NHST was built for **asymmetric** questions: "Is this drug better than placebo?" It struggles with **symmetric** questions: "Which of A, B, C is best?"

| NHST Approach | Problem |
|---|---|
| **Winner-takes-all** (highest observed rate) | Ignores uncertainty; easily picks wrong variant with small samples |
| **Pairwise t-tests + Bonferroni** | Very conservative (higher Type II error); only gives significant/not-significant |
| **ANOVA + post-hoc** | Only says "something differs" — not which is best or by how much |
| **Confidence interval overlap** | Inconclusive; overlapping CIs don't mean "no difference" |

**None of these directly answer**: "What is the probability that variant A is the best?"

---

## Bayesian: Direct Probability of Being Best

The Bayesian framework answers the question we actually care about:

1. Compute the **posterior Beta distribution** for each variant
2. Draw a large number of samples (e.g., 100k) from each posterior via **Monte Carlo simulation**
3. For each draw, identify which variant has the highest conversion rate
4. Report: $P(A \text{ is best}), \; P(B \text{ is best}), \; P(C \text{ is best})$

**Advantages**:
- **Direct answer**: "Variant A is best with 88% probability"
- **No multiple-comparison corrections** — single coherent analysis
- **Scales naturally** to any number of variants
- **Quantifies uncertainty** — not just yes/no
- **Business-friendly** — easy to factor in risk, cost, implementation difficulty

> See `ABmethodologies.ipynb` cells 42-50 and `Bayesian_AB_Test_Workflow.ipynb` cells 9-12 for the full analysis.

In [None]:
from bayesian import select_best_variant
from plotting_utils import plot_multiple_posteriors_comparison

# Select the best variant using Monte Carlo simulation
selection = select_best_variant(
    variants_data=variants,
    alpha_prior=1,   # Non-informative prior for fair comparison
    beta_prior=1,
    credible_level=0.95,
    n_simulations=100000
)

# Display results
print("Probability Each Variant is Best")
print("=" * 50)
for name in ['A', 'B', 'C']:
    prob = selection['probabilities'][name]
    bar = '#' * int(prob * 50)
    print(f"  P({name} is best) = {prob:.2%}  {bar}")

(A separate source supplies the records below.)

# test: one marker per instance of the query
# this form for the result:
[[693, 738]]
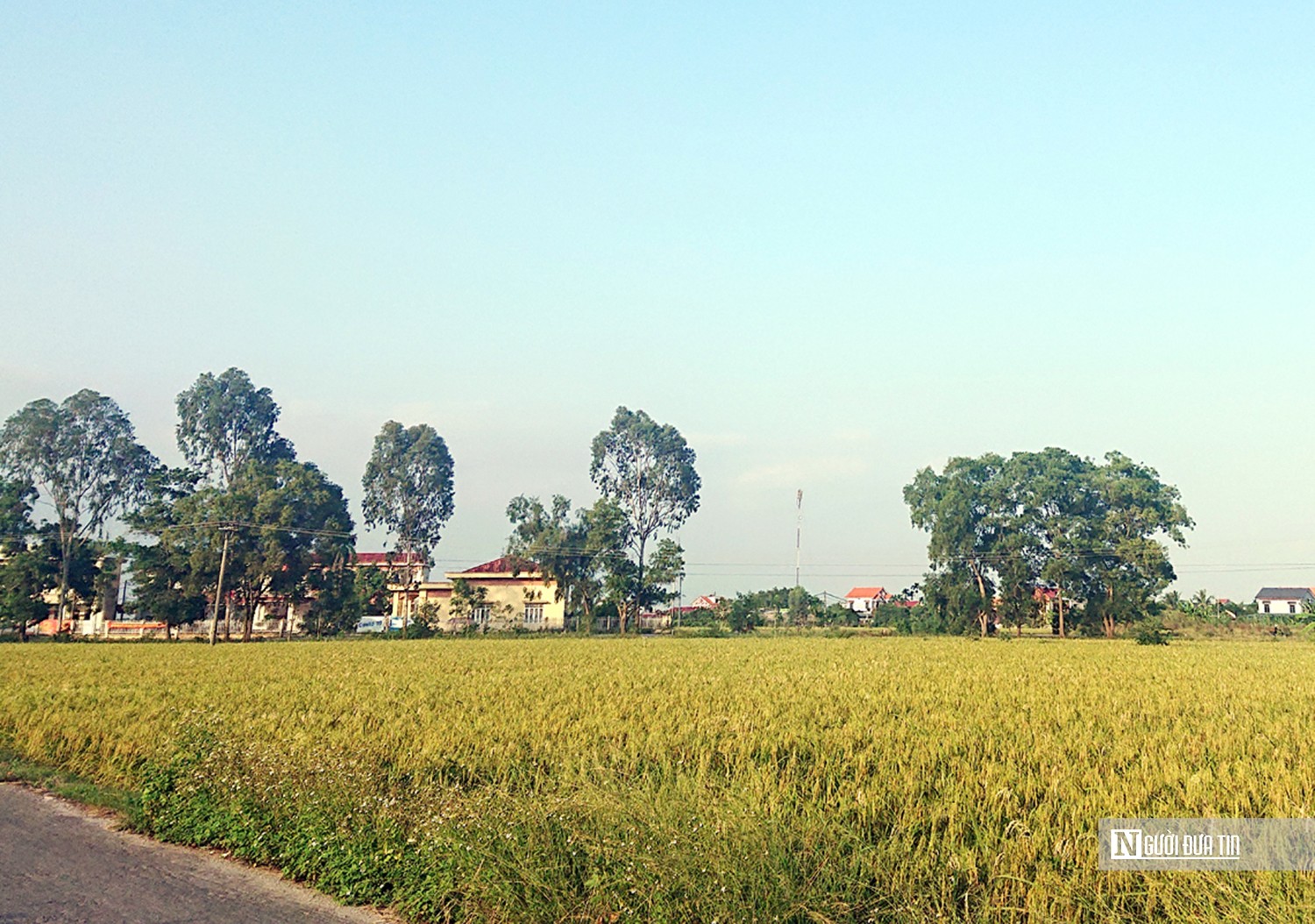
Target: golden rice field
[[730, 779]]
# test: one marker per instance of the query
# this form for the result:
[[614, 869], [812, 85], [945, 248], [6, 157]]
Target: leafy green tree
[[336, 598], [578, 552], [286, 519], [165, 585], [84, 457], [1096, 532], [408, 487], [964, 511], [647, 471], [1138, 514], [26, 571], [225, 423]]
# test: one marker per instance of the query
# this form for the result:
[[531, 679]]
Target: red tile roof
[[504, 565], [388, 558]]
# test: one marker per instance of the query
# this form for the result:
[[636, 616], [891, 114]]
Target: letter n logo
[[1126, 844]]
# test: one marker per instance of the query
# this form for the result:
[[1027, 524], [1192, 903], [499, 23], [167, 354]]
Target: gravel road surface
[[63, 864]]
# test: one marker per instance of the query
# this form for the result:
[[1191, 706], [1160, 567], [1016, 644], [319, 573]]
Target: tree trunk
[[981, 589], [65, 552]]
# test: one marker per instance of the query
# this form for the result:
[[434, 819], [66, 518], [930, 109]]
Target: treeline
[[1046, 534], [246, 522]]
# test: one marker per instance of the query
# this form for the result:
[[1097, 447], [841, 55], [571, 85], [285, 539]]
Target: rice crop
[[730, 779]]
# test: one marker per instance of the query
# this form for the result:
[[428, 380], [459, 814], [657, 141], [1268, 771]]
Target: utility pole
[[799, 531], [218, 590]]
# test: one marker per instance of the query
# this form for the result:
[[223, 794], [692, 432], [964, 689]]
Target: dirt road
[[60, 864]]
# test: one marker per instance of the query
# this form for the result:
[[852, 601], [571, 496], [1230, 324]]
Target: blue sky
[[830, 244]]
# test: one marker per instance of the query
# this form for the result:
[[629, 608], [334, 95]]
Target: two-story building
[[499, 594]]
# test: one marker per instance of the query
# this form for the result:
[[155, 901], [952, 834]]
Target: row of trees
[[249, 523], [609, 558], [1004, 531]]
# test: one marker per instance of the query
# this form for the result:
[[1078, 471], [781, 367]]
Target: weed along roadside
[[688, 778]]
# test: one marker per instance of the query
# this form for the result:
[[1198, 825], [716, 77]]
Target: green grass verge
[[18, 769]]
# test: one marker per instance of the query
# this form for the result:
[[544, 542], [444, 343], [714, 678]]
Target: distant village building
[[865, 600], [502, 593], [1285, 601]]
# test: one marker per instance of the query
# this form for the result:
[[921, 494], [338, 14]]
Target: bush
[[1151, 632]]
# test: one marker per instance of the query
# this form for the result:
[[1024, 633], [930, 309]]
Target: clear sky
[[830, 242]]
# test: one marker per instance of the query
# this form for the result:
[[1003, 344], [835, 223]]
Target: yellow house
[[501, 594]]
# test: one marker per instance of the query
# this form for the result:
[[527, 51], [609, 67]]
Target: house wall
[[1281, 608], [508, 598]]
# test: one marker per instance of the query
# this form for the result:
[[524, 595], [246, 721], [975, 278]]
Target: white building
[[1285, 601]]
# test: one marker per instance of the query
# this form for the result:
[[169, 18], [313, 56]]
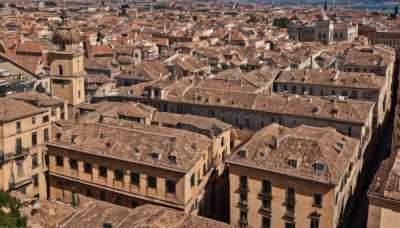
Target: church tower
[[323, 29], [66, 63]]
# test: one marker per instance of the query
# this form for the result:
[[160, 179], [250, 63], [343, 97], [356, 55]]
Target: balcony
[[244, 188], [265, 195], [265, 210], [118, 184], [20, 182], [290, 199], [11, 156], [289, 214], [243, 203]]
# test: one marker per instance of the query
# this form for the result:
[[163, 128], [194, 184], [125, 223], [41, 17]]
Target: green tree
[[294, 18], [253, 19], [9, 211]]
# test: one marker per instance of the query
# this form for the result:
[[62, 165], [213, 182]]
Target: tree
[[9, 211], [294, 18], [100, 36]]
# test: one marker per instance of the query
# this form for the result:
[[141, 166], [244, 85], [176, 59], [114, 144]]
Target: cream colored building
[[134, 164], [24, 129], [66, 64], [294, 177]]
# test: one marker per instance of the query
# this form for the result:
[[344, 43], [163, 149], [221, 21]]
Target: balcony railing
[[5, 157], [265, 194], [289, 214], [243, 187]]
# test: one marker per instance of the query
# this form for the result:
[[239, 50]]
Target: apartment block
[[294, 177]]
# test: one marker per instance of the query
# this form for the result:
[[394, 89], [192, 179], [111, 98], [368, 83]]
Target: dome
[[66, 32]]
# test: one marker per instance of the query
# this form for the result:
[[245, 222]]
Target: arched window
[[60, 70], [63, 45]]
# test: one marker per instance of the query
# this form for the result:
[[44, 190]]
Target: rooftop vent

winner = selection['best_variant']
print(f"\nWinner: Variant {winner}")
print(f"  Probability of being best: {selection['probabilities'][winner]:.2%}")
print(f"  Posterior mean: {selection['posterior_means'][winner]:.2%}")
ci = selection['credible_intervals'][winner]
print(f"  95% Credible interval: [{ci[0]:.2%}, {ci[1]:.2%}]")
print(f"  Expected loss: {selection['expected_loss'][winner]:.4f}")

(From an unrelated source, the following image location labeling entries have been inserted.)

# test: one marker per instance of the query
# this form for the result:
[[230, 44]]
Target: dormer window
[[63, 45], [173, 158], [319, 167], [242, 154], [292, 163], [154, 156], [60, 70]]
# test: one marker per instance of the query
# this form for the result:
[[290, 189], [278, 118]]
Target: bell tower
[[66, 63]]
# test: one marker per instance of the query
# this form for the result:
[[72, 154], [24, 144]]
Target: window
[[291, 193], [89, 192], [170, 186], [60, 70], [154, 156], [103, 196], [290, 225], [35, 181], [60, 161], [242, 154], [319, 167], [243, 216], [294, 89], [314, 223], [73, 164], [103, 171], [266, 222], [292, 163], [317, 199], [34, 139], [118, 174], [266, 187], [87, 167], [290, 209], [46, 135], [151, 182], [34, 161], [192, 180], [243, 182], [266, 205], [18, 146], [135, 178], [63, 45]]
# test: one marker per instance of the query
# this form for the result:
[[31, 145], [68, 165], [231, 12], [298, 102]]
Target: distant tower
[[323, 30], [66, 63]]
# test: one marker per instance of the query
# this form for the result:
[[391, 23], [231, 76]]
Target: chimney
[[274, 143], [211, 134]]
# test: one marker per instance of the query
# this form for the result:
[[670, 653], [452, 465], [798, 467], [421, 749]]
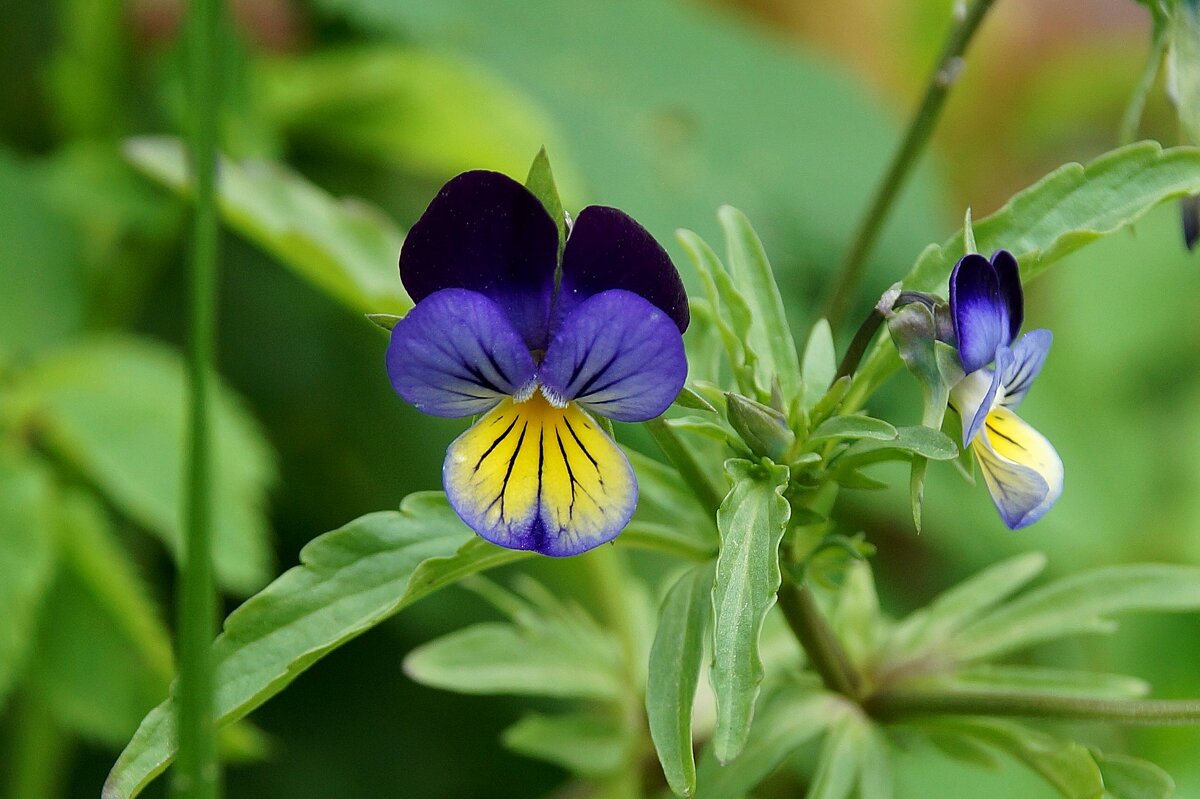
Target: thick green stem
[[1132, 118], [899, 704], [923, 122], [197, 769], [681, 458], [821, 646]]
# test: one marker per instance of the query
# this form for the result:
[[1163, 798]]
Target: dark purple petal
[[1027, 356], [485, 232], [981, 313], [456, 354], [607, 250], [1008, 274], [617, 355]]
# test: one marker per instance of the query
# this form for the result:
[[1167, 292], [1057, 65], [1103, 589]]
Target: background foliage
[[664, 108]]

# Visualize posterior distributions
posteriors = {}
for name, data in variants.items():
    alpha_post = data['x'] + 1
    beta_post = data['n'] - data['x'] + 1
    posteriors[name] = {
        'alpha': alpha_post,
        'beta': beta_post,
        'mean': alpha_post / (alpha_post + beta_post),
        'ci_95': (beta_dist.ppf(0.025, alpha_post, beta_post),
                  beta_dist.ppf(0.975, alpha_post, beta_post))
    }

fig, ax = plot_multiple_posteriors_comparison(
    posteriors=posteriors,
    control_group_conversion_rate=control_rate,
    epsilon=epsilon
)
plt.show()

# Part 5: Practical Issues in Large Corporate Environments

---

## The Iteration Speed Problem

Even after a Bayesian analysis delivers a clear winner, **deploying that winner can take months** in a large organization:

### A Real-World Timeline

| Date | Event |
|------|-------|
| **Early November** | Analysis complete. Variant A identified as winner with >88% probability. Decision made to deploy. |
| **Mid November** | Release freeze begins (Black Friday / holiday season). No changes allowed. |
| **Late November** | Bug discovered in the custom A/B traffic splitter. Needs fix before deployment. |
| **December** | Legal review required for the change. Holiday schedules slow approvals. |
| **January** | Winning variant finally deployed to 100% of traffic. |

**Result**: ~2 months between "we know the answer" and "users benefit from it."

---

## The Bottlenecks

1. **Release Engineering**: Code freezes, deployment windows, staging environments, QA cycles
2. **Approvals**: Legal, compliance, product management sign-offs
3. **Custom Infrastructure**: Bespoke traffic splitters that need manual reconfiguration
4. **Organizational Inertia**: Multiple teams need to coordinate for a simple traffic reallocation

---

## The Cost of Delay

Every day we keep showing inferior variants to users:
- **Lost conversions** — users see a worse experience than necessary
- **Opportunity cost** — the team can't start the next experiment
- **Compounding delay** — each experiment in the pipeline waits for the previous one

If the winning variant converts 2% better and we see 10,000 users/day, a 60-day delay means ~12,000 lost conversions.

---

## The Solution: Automate the Decision Loop

What if the system could **automatically shift traffic** to better-performing variants — without manual intervention, release cycles, or approvals for each reallocation?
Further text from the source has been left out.